Will San Francisco keep moving on the downtown extension?

On Tuesday at a meeting starting at 10am, the San Francisco County Transportation Authority will consider whether to spend an additional $4.5 million in engineering to assess additional options for the Downtown Extension (DTX) that will continue the Caltrain tracks to the Transbay Transit Center, serving Caltrain and High Speed Rail.

 

Since the Downtown Extension was environmentally reviewed over a decade ago, tunneling technology has advanced, and the city has been exploring options to extend the tunnel further past the 4th and King station, eliminating the need for an awkward, bike-ped-hostile, and also expensive underpass at the 16th and 7th gateway to Mission Bay.

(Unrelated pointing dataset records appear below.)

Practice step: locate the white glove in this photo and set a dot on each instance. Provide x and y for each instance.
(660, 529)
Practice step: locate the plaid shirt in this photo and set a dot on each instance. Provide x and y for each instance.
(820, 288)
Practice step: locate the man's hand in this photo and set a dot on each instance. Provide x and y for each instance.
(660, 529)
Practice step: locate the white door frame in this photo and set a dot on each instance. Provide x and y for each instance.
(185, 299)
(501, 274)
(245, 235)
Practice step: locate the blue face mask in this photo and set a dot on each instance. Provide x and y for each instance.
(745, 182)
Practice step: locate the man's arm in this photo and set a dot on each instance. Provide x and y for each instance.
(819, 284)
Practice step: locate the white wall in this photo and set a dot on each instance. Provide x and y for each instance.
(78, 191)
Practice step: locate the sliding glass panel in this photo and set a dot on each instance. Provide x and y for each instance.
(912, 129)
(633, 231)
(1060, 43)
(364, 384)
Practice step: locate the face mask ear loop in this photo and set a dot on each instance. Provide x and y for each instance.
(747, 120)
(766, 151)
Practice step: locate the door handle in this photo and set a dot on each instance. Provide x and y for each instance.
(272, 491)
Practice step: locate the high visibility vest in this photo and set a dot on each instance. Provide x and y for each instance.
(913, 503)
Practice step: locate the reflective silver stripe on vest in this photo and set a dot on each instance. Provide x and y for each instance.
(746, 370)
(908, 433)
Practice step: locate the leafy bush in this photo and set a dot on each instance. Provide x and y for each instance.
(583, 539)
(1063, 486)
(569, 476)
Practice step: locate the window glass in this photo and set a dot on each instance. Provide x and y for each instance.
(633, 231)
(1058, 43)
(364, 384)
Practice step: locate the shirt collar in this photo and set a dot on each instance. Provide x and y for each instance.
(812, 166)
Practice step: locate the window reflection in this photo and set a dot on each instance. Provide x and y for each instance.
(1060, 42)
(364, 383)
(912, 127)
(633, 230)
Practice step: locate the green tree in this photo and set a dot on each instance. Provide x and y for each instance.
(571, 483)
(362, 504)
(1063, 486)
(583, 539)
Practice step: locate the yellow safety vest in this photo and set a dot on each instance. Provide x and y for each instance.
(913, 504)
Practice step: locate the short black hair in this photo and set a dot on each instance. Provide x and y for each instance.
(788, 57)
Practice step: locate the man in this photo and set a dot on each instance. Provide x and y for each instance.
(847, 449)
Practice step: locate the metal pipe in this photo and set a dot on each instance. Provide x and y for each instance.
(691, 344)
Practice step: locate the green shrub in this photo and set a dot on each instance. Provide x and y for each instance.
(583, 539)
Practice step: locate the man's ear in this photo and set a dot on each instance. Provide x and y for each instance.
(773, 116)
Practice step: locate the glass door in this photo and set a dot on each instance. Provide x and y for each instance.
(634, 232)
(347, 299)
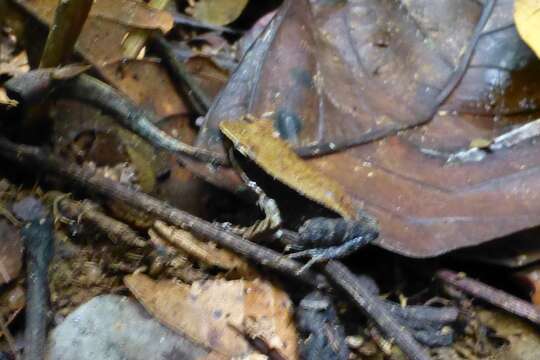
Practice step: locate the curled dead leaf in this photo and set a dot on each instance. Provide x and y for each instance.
(380, 95)
(205, 310)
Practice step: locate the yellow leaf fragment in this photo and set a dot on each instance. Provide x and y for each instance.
(209, 311)
(258, 141)
(527, 19)
(217, 12)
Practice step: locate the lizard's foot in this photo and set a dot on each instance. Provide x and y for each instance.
(319, 255)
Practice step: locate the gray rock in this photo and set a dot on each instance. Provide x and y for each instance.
(115, 327)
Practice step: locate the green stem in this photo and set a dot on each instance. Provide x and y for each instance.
(69, 19)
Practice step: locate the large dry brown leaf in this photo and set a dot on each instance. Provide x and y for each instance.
(206, 310)
(344, 77)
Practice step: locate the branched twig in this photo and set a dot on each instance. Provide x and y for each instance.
(115, 230)
(37, 84)
(32, 158)
(374, 308)
(491, 295)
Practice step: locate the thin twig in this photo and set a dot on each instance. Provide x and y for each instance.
(32, 158)
(38, 236)
(374, 308)
(69, 19)
(115, 230)
(491, 295)
(9, 338)
(35, 85)
(180, 19)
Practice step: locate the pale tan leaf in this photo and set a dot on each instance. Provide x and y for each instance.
(208, 311)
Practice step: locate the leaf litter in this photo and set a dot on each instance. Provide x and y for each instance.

San Francisco Planning has been conducting a multi-dimensional study considering a range of factors including adding buildings on land currently used by Caltrain to park trains; taking down and boulevardizing the stub end of I280 – an option that was panned by car-preferring neighbors; and alternative alignments for the tracks including moving a Caltrain station into Mission Bay (see image below for the alignment alternatives).   An important next step in the study will be a community meeting this spring.

The SFCTA discussion about taking the next step to assess DTX alternatives is being held in the context of an update on the DTX options study, and the currently shaky status of federal funding for Caltrain electrification, which passed all the needed federal qualifications, only to be held up for lack of the Transportation Secretary’s signature as the Trump Administration contemplates eliminating all new transit capital funding.

Eliminating or slashing federal funding would slow Caltrain electrification, BART-Silicon Valley, the DTX project, and every other major transit project in the country.

The SFCTA could consider the suddenly chilly climate for federal transit funding and decide to pause further investments in this major piece of the city and region’s transportation infrastructure. Or it could move forward, considering that the climate will likely shift again, and it’s better to have projects ready to go when funding becomes available, whether it’s federal funding as expected, or other regional and state alternatives that could be needed to keep California moving forward while the country moves backwards.

If you’ll be near San Francisco City Hall around 10am, consider stopping by to speak up for the Downtown Extension and continuing forward motion on the region’s transit infrastructure.